In 2008, the voters of Minnesota overwhelmingly approved the Clean Water, Land and Legacy Amendment which added 3/8 of one percent to the state’s sales tax, and dedicated the revenue to projects that would help preserve the state’s arts and outdoors legacy.

Since its inception, Conservation Minnesota and Minnesota Citizens for the Arts have traveled around the state highlighting the places in the state where the funds are best being put to use to serve the intent of the amendment. Be it with cleaner lakes, expanded trails or public art projects, every resident of Minnesota has benefited from the program.   Neither Minnesota Citizens for the Arts, nor Conservation Minnesota receives any Legacy funding.

This year, eleven cities will be recognized for their roles in utilizing Legacy funding to make their communities better.  This year’s legacy destinations are:  Austin, Duluth, Edina, Ely, Grand Rapids, Mankato, Marshall, Minneapolis, Minnetonka, Saint Paul and Rochester.  In addition to the cities, the organizations are also singling out a handful of organizations as legacy partners. Earlier this year they recognized Ducks Unlimited, and the Minnesota State Arts Board and eleven Regional Arts Councils

“Each year we single out a handful of communities who seem to be embracing the true spirit of the Legacy Amendment,” said Paul Austin, Executive Director of Conservation Minnesota. “And by looking at the cross-section of arts and outdoors projects that have been helped by the amendment in the previous year, it is clear that this year, Minneapolis deserved recognition.”

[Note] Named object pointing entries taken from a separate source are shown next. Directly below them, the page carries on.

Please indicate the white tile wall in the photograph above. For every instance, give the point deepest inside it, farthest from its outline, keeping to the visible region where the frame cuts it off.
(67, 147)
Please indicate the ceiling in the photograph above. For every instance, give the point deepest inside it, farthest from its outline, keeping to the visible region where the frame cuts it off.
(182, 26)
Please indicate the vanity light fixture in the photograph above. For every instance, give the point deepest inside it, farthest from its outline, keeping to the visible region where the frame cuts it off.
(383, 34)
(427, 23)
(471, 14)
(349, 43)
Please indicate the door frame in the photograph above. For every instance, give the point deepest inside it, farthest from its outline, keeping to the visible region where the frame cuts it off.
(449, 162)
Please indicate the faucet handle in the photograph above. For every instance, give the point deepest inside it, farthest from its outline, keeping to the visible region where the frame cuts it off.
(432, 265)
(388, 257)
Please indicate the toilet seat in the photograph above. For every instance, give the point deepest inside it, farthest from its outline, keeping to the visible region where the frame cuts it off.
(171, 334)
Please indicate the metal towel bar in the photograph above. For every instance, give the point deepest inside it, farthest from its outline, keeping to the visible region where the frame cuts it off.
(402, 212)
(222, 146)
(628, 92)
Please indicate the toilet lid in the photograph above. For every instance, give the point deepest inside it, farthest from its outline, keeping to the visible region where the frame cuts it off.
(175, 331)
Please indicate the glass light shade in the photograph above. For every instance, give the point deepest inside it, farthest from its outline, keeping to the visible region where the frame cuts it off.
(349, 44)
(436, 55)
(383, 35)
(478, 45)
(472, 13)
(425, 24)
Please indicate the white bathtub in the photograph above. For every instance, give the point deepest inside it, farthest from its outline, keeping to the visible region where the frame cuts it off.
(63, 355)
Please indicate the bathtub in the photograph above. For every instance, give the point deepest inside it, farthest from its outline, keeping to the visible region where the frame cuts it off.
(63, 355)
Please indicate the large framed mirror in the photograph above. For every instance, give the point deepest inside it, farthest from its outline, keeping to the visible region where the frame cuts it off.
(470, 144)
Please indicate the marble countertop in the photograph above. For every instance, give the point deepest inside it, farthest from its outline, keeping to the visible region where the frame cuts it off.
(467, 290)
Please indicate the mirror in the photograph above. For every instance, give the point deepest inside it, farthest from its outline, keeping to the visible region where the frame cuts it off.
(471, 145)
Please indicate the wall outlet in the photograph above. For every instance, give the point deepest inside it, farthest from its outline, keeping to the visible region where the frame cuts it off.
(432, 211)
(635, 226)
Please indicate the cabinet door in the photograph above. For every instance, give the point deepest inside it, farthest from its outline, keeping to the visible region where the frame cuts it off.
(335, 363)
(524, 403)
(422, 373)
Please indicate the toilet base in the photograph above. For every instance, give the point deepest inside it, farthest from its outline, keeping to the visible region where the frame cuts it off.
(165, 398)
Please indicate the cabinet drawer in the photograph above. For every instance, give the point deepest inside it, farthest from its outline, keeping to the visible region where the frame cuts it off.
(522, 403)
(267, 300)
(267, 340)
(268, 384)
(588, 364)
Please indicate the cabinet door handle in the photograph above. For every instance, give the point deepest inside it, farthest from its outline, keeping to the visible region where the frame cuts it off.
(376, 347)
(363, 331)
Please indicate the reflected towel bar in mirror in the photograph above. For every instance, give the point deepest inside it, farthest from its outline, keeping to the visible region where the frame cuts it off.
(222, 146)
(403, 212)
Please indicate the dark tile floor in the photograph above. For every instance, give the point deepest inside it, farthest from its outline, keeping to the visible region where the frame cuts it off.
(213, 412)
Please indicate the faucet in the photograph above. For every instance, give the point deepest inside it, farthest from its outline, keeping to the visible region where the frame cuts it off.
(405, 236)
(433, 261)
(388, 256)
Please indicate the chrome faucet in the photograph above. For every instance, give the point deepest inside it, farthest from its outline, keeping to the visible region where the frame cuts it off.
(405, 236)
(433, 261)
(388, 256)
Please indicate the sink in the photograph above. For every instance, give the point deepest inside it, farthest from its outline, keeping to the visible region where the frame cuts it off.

“This amendment is having a dramatic impact on preserving the outdoors and cultural heritage of this state,” said Sheila Smith, Executive Director of the Minnesota Citizens for the Arts. “Be it for ongoing work on the Central Mississippi Riverfront Park, or expanding the reach of Pillsbury House Theater, Minneapolis is really benefitting from the passage of this amendment.”